Where do you separate the person from their art or their sporting talent? While Chrissy Teigen is a hero to many thanks to her outspoken trolling of Trump, the model recently had to apologise for her past behaviour when receipts of her bullying behaviour surfaced in the form of old tweets trolling several people.

“We are all more than our worst moments” the model offered while acknowledging her privilege that she was “lucky enough to be held accountable for all their past bullshit in front of the entire world.”

While Adichie’s takedown was a literary masterpiece in that art of the takedown, the identity of the anonymous former students soon went public, with Nigerian writer Akwaeke Emezi confirming on social media they were one of the two former students Adichie has written about.

Adichie writes that one of the students in question “asked followers to pick up machetes and attack me” — an apparent reference to a January Twitter thread in which Emezi wrote: “I trust that there are other people who will pick up machetes to protect us from the harm transphobes like Adichie & [J.K.] Rowling seek to perpetuate.

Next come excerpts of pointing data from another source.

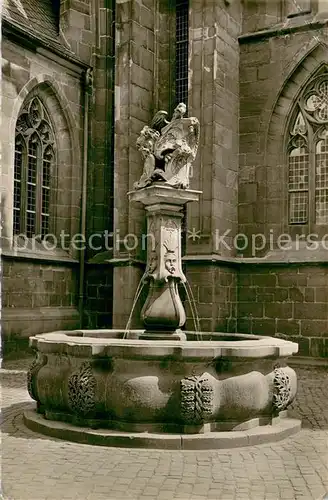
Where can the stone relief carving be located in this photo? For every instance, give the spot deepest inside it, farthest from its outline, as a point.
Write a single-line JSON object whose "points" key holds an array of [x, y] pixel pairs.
{"points": [[81, 390], [32, 373], [196, 399], [168, 148], [281, 389]]}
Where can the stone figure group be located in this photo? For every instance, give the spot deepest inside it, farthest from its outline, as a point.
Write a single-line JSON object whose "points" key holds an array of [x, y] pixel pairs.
{"points": [[168, 148]]}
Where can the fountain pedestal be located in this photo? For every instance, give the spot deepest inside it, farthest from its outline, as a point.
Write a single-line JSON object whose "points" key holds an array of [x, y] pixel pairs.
{"points": [[163, 312]]}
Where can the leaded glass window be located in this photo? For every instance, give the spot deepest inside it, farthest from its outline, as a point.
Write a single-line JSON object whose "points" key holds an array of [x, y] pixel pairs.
{"points": [[33, 165], [308, 155]]}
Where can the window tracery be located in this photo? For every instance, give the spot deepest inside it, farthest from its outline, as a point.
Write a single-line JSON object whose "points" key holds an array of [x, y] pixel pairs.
{"points": [[33, 164], [307, 152]]}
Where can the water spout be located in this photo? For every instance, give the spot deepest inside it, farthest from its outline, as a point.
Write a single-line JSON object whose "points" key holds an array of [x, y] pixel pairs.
{"points": [[192, 303], [135, 300]]}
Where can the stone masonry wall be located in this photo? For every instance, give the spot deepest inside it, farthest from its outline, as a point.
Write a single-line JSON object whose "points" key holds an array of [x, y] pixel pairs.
{"points": [[289, 301], [272, 72], [214, 100], [135, 91], [37, 297], [215, 291]]}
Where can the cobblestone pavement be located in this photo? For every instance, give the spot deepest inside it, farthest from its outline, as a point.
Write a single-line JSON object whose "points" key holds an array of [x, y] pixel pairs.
{"points": [[38, 468]]}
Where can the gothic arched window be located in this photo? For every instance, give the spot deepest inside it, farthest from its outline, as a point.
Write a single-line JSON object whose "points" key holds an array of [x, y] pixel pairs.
{"points": [[33, 164], [308, 155]]}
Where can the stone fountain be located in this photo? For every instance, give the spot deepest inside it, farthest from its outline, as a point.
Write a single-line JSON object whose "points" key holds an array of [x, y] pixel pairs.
{"points": [[161, 387]]}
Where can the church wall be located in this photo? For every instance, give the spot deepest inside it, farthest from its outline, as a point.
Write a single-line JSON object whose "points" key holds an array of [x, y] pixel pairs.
{"points": [[40, 287], [288, 300], [214, 100]]}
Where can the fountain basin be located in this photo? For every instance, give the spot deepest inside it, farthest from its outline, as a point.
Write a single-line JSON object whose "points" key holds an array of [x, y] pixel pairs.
{"points": [[97, 379]]}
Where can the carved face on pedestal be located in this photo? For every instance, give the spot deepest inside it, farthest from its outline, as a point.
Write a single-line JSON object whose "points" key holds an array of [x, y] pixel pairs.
{"points": [[152, 263], [170, 262], [179, 111]]}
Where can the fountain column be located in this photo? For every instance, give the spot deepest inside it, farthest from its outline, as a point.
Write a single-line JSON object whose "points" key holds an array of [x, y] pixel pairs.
{"points": [[163, 313]]}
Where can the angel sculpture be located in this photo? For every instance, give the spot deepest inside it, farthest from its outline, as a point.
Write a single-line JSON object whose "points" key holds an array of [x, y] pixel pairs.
{"points": [[168, 148]]}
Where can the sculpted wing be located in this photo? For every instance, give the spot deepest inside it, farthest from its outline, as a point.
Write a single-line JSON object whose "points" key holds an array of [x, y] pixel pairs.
{"points": [[159, 121]]}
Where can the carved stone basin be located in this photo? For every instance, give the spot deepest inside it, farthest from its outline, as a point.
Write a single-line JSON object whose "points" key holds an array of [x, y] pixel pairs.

I, however, will be in my garden with butterflies, trying to figure out how to befriend the neighborhood crows.”

This poignant reaction was following a Channel 4 interview with Adichie where the author said about trans women, “When people talk about, ‘Are trans women women?’ my feeling is trans women are trans women.” Adichie has apologise since and explained that what she meant was while trans women face tremendous oppression and must be supported, we should also be able to acknowledge real differences between transgender women and women who are not transgender, without suggesting that one experience is more important or valid than the other.

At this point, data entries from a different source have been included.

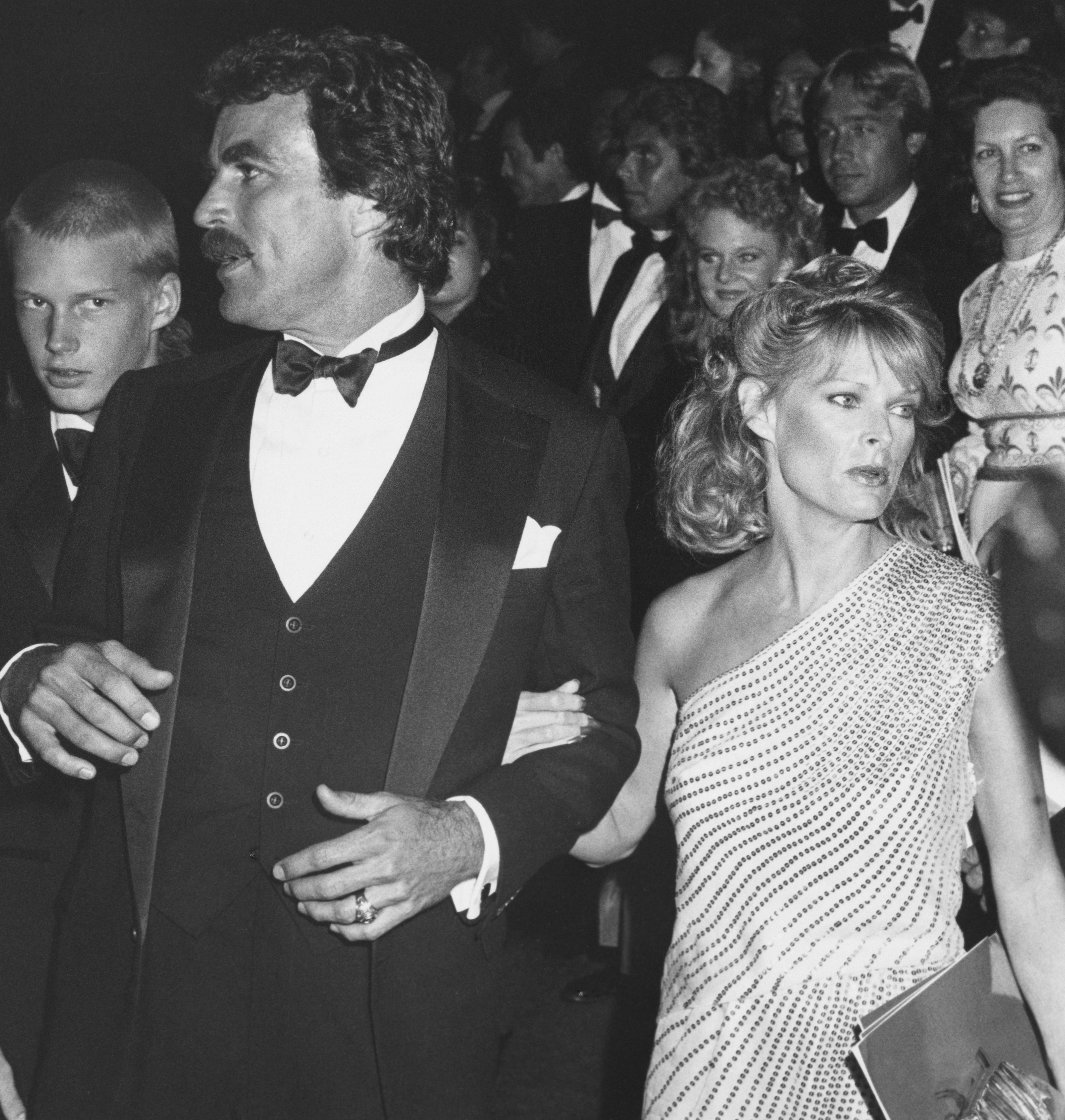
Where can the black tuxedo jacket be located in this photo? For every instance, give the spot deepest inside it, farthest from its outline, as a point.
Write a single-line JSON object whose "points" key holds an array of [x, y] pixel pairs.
{"points": [[928, 255], [850, 22], [641, 399], [39, 824], [552, 294], [514, 448]]}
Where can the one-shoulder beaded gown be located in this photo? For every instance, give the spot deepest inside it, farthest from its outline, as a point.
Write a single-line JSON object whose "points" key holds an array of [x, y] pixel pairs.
{"points": [[819, 794]]}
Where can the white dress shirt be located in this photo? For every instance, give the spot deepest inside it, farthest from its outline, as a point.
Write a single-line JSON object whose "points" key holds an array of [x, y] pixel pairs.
{"points": [[69, 420], [898, 216], [606, 247], [911, 35], [641, 306], [490, 110], [316, 464], [576, 193]]}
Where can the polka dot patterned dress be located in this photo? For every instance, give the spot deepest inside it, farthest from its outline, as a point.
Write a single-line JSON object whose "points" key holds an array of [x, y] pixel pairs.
{"points": [[819, 794]]}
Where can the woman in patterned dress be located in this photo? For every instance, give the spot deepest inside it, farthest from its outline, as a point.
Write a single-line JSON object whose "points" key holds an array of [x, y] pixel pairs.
{"points": [[1010, 375], [828, 708]]}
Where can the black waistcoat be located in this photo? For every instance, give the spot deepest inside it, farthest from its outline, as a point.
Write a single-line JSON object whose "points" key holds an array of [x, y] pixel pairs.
{"points": [[278, 697]]}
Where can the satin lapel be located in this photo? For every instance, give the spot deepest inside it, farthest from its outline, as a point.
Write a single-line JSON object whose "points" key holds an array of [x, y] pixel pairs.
{"points": [[158, 558], [40, 517], [492, 457]]}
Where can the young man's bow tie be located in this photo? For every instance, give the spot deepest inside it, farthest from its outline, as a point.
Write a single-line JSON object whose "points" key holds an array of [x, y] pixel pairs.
{"points": [[874, 233]]}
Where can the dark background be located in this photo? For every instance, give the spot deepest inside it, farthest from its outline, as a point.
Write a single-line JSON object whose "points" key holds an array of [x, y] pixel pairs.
{"points": [[115, 79]]}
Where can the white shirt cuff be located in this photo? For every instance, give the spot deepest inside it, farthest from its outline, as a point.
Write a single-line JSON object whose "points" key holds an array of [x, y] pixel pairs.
{"points": [[24, 754], [470, 894]]}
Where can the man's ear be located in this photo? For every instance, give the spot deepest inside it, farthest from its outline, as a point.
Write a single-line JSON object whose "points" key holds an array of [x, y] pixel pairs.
{"points": [[760, 415], [363, 217], [167, 302], [556, 155], [788, 267]]}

This hasn’t of course stopped the comparisons to J.K. Rowlings who also faced criticism and calls for cancellation following her views who many felt were anti-trans. It probably didn’t help Adichie’s case that even after her apology for the miscommunication of her thoughts in the 2017 Channel 4 interview, in 2020, Adichie spoke out again, this time in defence of J.K. Rowling.

Much of the criticism comes from those who call into question Adichie’s views that, “if you’ve lived in the world as a man, with the privileges the world accords a man, and then sort of change — switch gender, it’s difficult for me to accept that then we can equate your experience with the experience of a woman who has lived from the beginning in the world as a woman and who has not been accorded those privileges that men are.”

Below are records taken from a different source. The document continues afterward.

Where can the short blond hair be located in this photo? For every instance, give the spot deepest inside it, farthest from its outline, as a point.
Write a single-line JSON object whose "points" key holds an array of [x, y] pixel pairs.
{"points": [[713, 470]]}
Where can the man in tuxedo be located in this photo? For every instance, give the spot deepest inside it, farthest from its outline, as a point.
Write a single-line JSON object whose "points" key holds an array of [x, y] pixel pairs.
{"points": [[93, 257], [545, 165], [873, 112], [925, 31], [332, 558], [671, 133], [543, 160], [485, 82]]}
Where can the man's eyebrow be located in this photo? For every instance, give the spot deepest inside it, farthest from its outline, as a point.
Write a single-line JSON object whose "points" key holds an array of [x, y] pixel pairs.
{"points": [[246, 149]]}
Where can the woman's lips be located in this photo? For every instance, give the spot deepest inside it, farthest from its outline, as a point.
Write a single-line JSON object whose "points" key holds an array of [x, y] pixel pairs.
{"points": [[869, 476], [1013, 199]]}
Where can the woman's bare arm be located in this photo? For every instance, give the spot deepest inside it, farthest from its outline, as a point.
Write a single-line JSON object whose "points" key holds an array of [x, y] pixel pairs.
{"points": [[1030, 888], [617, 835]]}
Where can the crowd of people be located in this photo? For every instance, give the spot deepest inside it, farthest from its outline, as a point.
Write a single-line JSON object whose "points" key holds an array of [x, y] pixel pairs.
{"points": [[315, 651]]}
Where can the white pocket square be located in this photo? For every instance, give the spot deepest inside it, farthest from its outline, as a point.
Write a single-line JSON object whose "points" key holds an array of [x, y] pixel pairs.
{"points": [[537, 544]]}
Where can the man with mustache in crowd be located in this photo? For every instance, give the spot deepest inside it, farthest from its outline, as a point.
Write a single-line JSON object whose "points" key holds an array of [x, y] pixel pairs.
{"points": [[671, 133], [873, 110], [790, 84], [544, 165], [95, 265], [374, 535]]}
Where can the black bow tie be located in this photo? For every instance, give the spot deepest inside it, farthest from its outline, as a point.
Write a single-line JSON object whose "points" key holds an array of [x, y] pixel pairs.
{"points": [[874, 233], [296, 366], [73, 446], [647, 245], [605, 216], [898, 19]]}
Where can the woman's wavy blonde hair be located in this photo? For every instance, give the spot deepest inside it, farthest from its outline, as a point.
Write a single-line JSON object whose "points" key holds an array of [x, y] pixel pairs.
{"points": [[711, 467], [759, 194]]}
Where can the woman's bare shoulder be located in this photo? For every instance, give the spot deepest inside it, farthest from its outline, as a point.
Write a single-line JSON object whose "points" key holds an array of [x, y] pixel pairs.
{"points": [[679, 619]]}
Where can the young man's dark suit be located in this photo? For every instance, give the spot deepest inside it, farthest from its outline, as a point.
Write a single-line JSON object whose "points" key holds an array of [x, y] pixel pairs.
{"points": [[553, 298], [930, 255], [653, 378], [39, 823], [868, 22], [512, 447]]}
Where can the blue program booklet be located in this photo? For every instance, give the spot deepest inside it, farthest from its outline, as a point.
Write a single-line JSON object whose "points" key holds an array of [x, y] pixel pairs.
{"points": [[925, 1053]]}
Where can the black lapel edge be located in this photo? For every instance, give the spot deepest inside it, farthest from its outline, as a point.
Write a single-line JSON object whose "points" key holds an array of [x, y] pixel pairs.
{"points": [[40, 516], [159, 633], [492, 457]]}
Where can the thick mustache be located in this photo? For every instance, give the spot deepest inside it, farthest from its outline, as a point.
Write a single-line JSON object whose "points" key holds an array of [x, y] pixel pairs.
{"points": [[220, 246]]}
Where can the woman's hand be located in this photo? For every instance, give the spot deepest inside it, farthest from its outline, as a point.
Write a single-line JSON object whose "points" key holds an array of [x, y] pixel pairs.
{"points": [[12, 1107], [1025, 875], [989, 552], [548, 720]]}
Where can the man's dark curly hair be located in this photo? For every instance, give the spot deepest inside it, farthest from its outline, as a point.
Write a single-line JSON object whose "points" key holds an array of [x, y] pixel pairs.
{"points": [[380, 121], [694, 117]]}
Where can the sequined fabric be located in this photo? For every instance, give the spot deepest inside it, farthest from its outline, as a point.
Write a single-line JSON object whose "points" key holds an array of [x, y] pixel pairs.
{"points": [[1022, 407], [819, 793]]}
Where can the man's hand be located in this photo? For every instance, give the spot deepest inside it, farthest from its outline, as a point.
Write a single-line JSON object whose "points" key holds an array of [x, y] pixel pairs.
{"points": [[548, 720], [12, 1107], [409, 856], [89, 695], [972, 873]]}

Of course, painful experiences of prominent transgender figures like Laverne Cox destroy the argument of assumed privilege. “The binary narrative, which suggests that all trans women transition from male privilege, erases a lot of experiences,” Cox said speaking of her past struggles.

Wherever you stand on this divide, as valid and vital as some of these debates are, is it however necessary to take up metaphorical pitchforks and machetes and attack an author for having an opinion that doesn’t align with ours? Can we still not enjoy the work independent of their opinions? The 12-year-old me would probably disagree, so strong in her mind the connection between the art and the artist.

As for the 43-year-old me, I feel this is partly why this essay resonated so much with so many. Stripped away from the literary gossip fodder of who was being targeted, it is a mirror to our society both on and offline where we are too scared to express and opinion for fear of being cancelled, or in Adichie’s words:

“There are many social-media-savvy people who are choking on sanctimony and lacking in compassion. … People who wield the words ‘violence’ and ‘weaponize’ like tarnished pitchforks. …

I have spoken to young people who tell me they are terrified to tweet anything, that they read and re-read their tweets because they fear they will be attacked by their own. The assumption of good faith is dead. What matters is not goodness but the appearance of goodness. We are no longer human beings. We are now angels jostling to out-angel one another. God help us.”